Conference Report on the 2025 Annual Review of the Essential Programme on Immunization in DR Congo: Dealing with Complexity
Audry Mulumba, Franck Mboussou, Pablito Nasaka, Augustin Milabyo Byamwitenga, Aimé Cikomola, Cyril Nogier, Thomas Noel Gaha, Mymy Mwika, Benedict Taa Nguimbis, Bridget Farham, Anne Ancia, Benido Impouma

TL;DR
This report summarizes the outcomes of a 2025 review meeting on immunization in DR Congo, highlighting progress and challenges in vaccine coverage and service delivery.
Contribution
The paper provides insights into the 2025 annual review of DR Congo's immunization program and outlines priority actions for 2026.
Findings
47% of health zones in conflict-affected regions experienced partial disruptions in immunization services.
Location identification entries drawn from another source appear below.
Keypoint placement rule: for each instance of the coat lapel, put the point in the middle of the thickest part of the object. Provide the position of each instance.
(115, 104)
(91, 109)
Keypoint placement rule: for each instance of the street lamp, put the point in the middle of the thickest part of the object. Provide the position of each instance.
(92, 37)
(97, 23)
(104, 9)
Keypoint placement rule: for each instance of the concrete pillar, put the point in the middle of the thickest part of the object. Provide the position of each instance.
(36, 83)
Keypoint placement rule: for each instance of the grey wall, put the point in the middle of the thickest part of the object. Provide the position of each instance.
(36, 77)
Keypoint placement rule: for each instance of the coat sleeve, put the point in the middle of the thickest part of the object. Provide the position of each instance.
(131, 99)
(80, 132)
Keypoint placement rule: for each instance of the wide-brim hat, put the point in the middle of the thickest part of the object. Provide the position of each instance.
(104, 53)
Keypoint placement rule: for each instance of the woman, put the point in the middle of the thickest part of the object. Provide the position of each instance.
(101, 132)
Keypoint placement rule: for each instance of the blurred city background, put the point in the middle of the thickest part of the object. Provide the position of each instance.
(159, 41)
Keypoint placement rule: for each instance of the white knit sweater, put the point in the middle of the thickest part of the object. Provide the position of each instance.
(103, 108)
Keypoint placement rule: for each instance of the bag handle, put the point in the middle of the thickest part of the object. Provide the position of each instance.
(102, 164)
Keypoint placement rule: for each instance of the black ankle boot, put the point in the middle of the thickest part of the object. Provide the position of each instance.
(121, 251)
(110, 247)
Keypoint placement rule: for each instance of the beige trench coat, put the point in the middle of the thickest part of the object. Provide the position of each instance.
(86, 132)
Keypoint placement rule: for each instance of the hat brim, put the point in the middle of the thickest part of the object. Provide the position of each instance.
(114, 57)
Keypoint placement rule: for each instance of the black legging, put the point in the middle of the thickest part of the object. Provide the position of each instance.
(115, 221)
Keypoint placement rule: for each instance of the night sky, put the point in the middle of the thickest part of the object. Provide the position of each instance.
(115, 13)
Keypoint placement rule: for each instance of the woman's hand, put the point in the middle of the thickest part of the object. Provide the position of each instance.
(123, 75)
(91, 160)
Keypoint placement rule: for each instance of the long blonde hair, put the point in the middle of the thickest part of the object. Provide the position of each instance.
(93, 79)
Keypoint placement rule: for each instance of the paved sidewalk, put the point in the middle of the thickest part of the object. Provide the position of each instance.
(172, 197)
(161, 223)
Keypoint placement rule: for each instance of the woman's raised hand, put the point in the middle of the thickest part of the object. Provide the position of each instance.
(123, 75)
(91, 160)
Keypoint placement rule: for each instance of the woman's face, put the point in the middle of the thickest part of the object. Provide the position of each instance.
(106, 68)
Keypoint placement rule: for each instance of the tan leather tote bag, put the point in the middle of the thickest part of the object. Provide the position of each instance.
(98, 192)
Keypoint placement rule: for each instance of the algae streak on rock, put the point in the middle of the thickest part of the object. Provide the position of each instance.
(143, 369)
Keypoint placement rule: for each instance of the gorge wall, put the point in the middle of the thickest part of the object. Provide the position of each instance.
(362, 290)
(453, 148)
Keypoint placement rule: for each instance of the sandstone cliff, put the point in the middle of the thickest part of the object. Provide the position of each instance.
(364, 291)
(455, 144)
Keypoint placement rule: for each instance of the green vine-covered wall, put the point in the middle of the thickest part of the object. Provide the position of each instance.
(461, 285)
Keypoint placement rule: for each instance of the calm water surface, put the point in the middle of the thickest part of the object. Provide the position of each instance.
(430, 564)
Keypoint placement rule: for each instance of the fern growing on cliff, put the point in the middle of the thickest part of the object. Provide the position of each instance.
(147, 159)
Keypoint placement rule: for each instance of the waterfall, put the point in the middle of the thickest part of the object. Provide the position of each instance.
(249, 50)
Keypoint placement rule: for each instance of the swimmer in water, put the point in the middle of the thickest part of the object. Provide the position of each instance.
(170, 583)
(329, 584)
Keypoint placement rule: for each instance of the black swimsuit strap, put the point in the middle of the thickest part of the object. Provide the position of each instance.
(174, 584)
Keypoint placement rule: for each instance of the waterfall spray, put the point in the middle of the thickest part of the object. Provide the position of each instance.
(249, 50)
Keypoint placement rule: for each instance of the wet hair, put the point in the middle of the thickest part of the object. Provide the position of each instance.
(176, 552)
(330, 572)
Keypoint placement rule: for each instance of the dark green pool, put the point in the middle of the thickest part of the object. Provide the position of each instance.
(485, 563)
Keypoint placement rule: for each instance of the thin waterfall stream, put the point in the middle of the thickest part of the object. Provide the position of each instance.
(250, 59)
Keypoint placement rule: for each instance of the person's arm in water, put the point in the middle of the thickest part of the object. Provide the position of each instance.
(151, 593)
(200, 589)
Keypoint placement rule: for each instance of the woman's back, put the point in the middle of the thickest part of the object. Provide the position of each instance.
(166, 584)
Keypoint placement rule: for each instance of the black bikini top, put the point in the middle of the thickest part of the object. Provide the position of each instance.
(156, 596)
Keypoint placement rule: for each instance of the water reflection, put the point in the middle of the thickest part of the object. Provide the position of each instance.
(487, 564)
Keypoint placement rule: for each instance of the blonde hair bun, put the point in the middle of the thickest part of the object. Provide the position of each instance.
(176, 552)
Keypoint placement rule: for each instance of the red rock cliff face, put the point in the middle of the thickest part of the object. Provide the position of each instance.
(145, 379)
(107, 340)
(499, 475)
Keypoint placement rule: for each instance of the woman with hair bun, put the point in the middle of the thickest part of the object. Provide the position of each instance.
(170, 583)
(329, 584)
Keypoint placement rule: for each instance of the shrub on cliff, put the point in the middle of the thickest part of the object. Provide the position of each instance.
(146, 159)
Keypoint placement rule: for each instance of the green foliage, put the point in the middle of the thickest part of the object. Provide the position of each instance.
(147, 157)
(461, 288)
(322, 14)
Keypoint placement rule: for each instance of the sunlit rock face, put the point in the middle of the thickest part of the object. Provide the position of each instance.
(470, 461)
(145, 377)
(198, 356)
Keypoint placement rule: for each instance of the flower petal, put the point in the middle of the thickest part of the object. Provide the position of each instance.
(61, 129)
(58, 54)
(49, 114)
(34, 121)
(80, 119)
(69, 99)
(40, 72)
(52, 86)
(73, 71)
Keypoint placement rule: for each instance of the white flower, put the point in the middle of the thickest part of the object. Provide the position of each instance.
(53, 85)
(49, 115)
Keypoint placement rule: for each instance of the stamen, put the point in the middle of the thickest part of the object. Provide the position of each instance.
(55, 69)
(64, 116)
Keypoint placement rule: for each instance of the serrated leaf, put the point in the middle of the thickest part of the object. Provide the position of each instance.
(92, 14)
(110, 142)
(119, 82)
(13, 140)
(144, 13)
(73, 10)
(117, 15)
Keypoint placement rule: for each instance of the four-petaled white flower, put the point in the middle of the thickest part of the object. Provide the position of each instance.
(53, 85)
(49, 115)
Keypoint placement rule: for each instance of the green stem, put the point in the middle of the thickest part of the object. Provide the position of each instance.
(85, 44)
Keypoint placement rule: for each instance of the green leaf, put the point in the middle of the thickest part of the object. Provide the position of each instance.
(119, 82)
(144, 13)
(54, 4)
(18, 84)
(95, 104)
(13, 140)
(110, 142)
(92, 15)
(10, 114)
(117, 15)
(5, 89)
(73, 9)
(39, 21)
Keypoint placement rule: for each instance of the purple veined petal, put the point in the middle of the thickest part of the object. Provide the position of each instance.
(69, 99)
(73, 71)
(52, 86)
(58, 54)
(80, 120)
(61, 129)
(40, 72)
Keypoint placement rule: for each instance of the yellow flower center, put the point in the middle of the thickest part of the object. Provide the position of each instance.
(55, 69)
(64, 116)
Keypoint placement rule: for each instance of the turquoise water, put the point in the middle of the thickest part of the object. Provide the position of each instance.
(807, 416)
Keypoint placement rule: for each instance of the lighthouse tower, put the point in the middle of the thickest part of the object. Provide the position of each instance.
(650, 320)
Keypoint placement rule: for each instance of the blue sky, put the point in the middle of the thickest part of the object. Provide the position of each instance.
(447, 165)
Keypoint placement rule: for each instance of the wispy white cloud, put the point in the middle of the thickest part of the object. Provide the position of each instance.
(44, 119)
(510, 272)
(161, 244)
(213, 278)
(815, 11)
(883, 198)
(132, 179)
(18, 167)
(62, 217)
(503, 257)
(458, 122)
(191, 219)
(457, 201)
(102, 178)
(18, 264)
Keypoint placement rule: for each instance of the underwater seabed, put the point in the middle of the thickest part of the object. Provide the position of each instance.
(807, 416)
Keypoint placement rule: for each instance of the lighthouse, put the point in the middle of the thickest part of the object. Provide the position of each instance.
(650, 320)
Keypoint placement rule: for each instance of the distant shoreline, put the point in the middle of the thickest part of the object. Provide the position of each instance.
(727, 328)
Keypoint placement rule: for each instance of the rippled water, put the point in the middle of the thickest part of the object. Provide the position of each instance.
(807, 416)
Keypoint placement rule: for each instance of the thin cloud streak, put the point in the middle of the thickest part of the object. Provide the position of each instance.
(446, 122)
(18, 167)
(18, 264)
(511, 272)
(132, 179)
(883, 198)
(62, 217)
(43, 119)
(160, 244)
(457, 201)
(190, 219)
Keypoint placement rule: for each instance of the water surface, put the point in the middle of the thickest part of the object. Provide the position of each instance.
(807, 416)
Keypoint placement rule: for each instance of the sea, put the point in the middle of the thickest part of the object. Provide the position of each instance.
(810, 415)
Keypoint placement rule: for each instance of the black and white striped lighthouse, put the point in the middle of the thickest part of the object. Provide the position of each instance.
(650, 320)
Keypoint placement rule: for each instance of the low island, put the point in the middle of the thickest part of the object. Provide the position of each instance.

Measles–rubella vaccine introduction was successfully launched in 2025 with a catch-up campaign.
Administrative coverage data were reported as optimal, potentially overestimating actual coverage.
Abstract
Background: At the end of each year, stakeholders of the Essential Immunization Programme (EPI) in the DR Congo meet to review progress made and lessons learned from the implementation of the Annual Operational Plan (AOP) and to set priorities for the following year. This paper presents a conference report that summarizes the main outcomes of the 2025 annual review meeting, which took place from 15 to 20 December 2025, and attracted 76 participants. Conference takeaways: While the 2024 WUENIC data show that the DR Congo is off-track for the 2030 Immunization agenda targets for all antigens, the administrative coverages were reported as optimal in 2025. EPI activities are planned based on administrative coverages, likely overestimated. In 2025, 47% of health zones in North-Kivu, South-Kivu and Ituri (49 out of 104) were fully or partially controlled by armed groups, leading to partial…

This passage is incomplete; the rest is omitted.